Jul 26, 2014; Cincinnati, OH, USA; Cincinnati Bengals running back BenJarvus Green-Ellis (42) and wide receiver A.J. Green (18) walk towards the field during training camp at Paul Brown Stadium. Mandatory Credit: Aaron Doster-USA TODAY Sports
No matter how you look at it, Cincinnati Bengals’ running back BenJarvus Green-Ellis is on the backside of his NFL tenure. He just turned 29 and is coming off a 2013 season during which he recorded a career-low 3.4 yards per carry and just four receptions. In addition to his own productivity issues, The Law Firm also faces a roster full of hungry young backs as the Bengals entrench themselves in their summer training camp. Nevertheless, Coley Harvey reported on ESPN.com yesterday that at least one Begals honcho, running backs coach Kyle Caskey, thinks the veteran RB still brings a lot of value. As Caskey sees it,
"Benny is still one of our guys and Benny is still getting the same amount of reps that Benny’s always gotten. Nothing’s been taken away from Benny."
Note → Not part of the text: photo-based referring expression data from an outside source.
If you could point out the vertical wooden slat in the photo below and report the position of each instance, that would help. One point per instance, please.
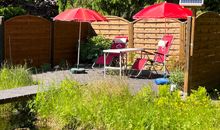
(27, 39)
(187, 58)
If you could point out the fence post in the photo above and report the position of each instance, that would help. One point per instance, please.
(182, 42)
(130, 38)
(1, 38)
(187, 61)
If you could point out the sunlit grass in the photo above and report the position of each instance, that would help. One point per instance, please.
(109, 105)
(13, 77)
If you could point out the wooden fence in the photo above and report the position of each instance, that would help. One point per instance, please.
(41, 41)
(37, 41)
(27, 39)
(205, 61)
(66, 35)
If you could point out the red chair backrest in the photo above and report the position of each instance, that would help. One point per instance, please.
(163, 51)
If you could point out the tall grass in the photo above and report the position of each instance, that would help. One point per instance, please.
(14, 76)
(109, 105)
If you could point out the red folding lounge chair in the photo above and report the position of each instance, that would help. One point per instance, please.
(162, 53)
(118, 43)
(159, 57)
(137, 67)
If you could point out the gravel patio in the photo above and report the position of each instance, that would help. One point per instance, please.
(92, 75)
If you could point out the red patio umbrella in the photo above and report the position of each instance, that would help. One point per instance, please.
(80, 15)
(163, 10)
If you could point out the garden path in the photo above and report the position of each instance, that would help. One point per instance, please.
(134, 84)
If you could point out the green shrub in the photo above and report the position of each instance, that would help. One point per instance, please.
(14, 76)
(90, 51)
(109, 105)
(177, 77)
(9, 12)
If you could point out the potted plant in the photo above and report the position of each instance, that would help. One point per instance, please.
(176, 79)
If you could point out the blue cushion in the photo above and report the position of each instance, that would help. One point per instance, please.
(161, 81)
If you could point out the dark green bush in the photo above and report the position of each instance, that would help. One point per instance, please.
(90, 51)
(9, 12)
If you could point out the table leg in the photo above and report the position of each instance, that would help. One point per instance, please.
(126, 64)
(120, 64)
(104, 64)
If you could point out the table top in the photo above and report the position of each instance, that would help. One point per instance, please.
(123, 50)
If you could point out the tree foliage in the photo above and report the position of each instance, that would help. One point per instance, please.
(45, 8)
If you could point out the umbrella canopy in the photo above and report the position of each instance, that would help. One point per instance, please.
(163, 10)
(80, 15)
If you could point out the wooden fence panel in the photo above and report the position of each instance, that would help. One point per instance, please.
(206, 55)
(147, 33)
(27, 39)
(66, 36)
(113, 27)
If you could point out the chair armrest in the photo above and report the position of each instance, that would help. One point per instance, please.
(149, 53)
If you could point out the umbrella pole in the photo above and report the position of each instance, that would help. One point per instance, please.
(164, 50)
(79, 44)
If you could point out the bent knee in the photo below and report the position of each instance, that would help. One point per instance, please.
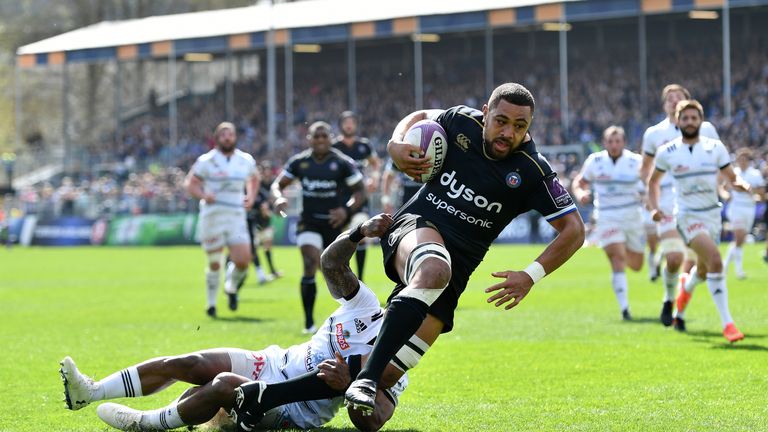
(432, 273)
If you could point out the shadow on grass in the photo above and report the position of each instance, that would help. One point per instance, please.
(738, 346)
(709, 333)
(642, 320)
(337, 429)
(239, 318)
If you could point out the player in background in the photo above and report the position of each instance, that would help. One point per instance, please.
(614, 176)
(323, 172)
(407, 187)
(368, 163)
(693, 161)
(671, 247)
(741, 209)
(218, 179)
(261, 220)
(314, 373)
(490, 175)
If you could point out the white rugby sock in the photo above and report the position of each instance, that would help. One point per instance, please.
(693, 280)
(651, 263)
(719, 291)
(124, 383)
(670, 283)
(620, 288)
(163, 418)
(234, 278)
(738, 254)
(212, 283)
(Parenthetical note: what’s with all the “Benny”s? Anyone else feel like we just slid into an episode of Seinfeld? “
Jimmy Benny is pretty sweet on you. Jimmy Benny would like to get to know you. Check out Jimmy Benny.”)
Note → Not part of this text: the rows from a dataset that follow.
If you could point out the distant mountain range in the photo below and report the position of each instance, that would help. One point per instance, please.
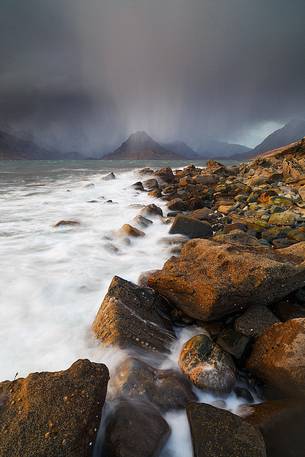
(140, 146)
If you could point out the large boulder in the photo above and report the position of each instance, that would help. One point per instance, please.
(134, 429)
(207, 365)
(278, 357)
(166, 389)
(133, 316)
(53, 414)
(281, 423)
(210, 279)
(219, 433)
(193, 228)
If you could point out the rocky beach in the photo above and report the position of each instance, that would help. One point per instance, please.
(223, 318)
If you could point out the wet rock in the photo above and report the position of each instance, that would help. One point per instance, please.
(207, 365)
(66, 223)
(233, 342)
(210, 280)
(219, 433)
(281, 423)
(129, 230)
(278, 357)
(151, 210)
(176, 204)
(166, 389)
(142, 221)
(109, 177)
(134, 429)
(255, 321)
(192, 228)
(133, 316)
(53, 414)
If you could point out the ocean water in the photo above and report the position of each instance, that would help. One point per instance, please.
(52, 280)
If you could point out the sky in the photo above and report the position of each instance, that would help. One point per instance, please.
(82, 75)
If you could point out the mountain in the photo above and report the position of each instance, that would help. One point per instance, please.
(140, 146)
(180, 148)
(211, 148)
(291, 132)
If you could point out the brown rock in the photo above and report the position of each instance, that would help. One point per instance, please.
(166, 389)
(133, 316)
(134, 429)
(207, 365)
(219, 433)
(210, 280)
(278, 357)
(255, 321)
(53, 414)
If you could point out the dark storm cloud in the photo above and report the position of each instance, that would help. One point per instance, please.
(176, 68)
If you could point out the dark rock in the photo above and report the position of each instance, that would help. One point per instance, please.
(278, 357)
(207, 365)
(233, 342)
(190, 227)
(166, 389)
(255, 321)
(133, 316)
(151, 210)
(53, 414)
(134, 429)
(109, 177)
(281, 423)
(210, 280)
(219, 433)
(177, 205)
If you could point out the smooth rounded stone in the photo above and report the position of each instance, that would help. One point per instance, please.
(53, 414)
(66, 223)
(233, 342)
(192, 228)
(281, 423)
(109, 177)
(176, 204)
(129, 230)
(219, 433)
(278, 357)
(286, 310)
(134, 429)
(138, 186)
(255, 321)
(132, 316)
(212, 279)
(207, 365)
(151, 184)
(166, 389)
(151, 210)
(142, 221)
(284, 218)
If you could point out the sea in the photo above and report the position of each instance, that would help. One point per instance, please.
(53, 280)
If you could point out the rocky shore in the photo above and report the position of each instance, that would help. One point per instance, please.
(237, 275)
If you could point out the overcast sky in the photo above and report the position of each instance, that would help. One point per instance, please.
(85, 73)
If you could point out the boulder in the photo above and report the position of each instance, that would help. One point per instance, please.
(176, 204)
(192, 228)
(151, 210)
(281, 423)
(210, 279)
(166, 389)
(207, 365)
(134, 429)
(53, 414)
(255, 321)
(219, 433)
(129, 230)
(278, 357)
(133, 316)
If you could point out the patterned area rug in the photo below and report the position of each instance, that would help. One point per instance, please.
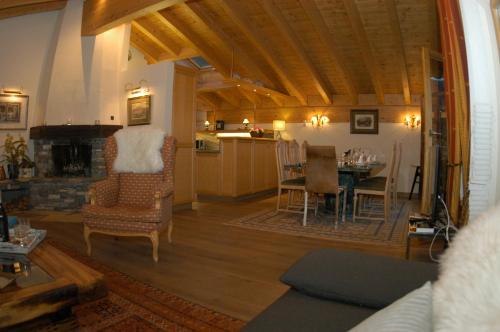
(323, 226)
(134, 306)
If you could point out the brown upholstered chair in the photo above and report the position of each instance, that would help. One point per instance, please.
(132, 204)
(322, 176)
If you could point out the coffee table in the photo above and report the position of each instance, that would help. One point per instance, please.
(62, 283)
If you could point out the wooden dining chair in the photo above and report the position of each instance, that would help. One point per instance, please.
(286, 181)
(322, 177)
(397, 148)
(374, 187)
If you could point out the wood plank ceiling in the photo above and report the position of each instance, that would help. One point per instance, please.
(299, 50)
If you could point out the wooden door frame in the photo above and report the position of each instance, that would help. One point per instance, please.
(427, 155)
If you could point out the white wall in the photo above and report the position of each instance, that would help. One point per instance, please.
(484, 80)
(338, 134)
(160, 78)
(24, 58)
(82, 79)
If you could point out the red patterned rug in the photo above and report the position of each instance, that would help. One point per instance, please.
(134, 306)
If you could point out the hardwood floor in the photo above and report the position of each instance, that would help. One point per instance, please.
(229, 269)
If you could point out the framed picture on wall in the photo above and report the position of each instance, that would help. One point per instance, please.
(139, 110)
(13, 111)
(364, 122)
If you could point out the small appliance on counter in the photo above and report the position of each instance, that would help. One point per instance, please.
(200, 144)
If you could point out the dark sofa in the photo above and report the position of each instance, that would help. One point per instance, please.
(334, 290)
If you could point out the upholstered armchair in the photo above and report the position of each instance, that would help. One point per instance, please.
(132, 204)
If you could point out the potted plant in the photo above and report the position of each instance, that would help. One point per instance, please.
(257, 132)
(15, 154)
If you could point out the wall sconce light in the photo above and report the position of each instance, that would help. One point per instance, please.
(278, 126)
(12, 91)
(319, 120)
(246, 123)
(412, 121)
(138, 91)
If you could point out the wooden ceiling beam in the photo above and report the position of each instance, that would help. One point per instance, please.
(138, 41)
(184, 31)
(279, 20)
(99, 16)
(19, 8)
(197, 10)
(237, 13)
(250, 96)
(159, 38)
(263, 91)
(364, 47)
(399, 48)
(250, 91)
(326, 37)
(228, 97)
(214, 86)
(210, 98)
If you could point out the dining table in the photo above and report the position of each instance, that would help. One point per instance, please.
(350, 174)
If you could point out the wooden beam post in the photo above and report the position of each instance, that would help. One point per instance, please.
(152, 32)
(174, 23)
(364, 46)
(99, 16)
(321, 28)
(279, 20)
(237, 13)
(399, 48)
(199, 12)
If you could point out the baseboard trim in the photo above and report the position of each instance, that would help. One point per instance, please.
(214, 198)
(183, 206)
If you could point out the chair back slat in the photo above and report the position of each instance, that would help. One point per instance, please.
(392, 164)
(321, 172)
(398, 165)
(294, 152)
(282, 159)
(303, 155)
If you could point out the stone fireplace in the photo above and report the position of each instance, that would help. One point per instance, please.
(68, 158)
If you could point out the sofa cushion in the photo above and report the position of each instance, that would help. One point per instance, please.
(295, 311)
(357, 278)
(467, 295)
(412, 313)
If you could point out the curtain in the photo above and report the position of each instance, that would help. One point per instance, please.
(457, 109)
The rest of Harvey’s piece is filled with similar niceties from Caskey and Bengals teammates, relating that Green-Ellis is a “pro’s pro” and can impart a heap of wisdom to the young guns trying to push him off the roster. Regardless of Caskey’s endorsement, it’s hard to see a way that Green-Ellis makes the roster as things currently stand. It would be very hard to justify carrying a $2.3-million third-string back as the Bengals try to get over the playoff hump in quarterback Andy Dalton’s fourth season, so I fully expect Green-Ellis to be sent packing.
As Mike Florio points out at ProFootballTalk, though, Green-Ellis may yet find a home as a starter, at least in a short-term capacity. Florio nods to the Seattle Seahawks and San Francisco 49ers as possible destinations, thanks to injury and holdouts, and other openings are bound to arise as teams work through the rigors of their own camps. If no suitable trade market emerges, though, the Bengals best move might be an outright release.
It’s time for the backfield, and the team, to move on, and BenJarvus Green-Ellis looks to be a part of the Bengals’ past, not their future.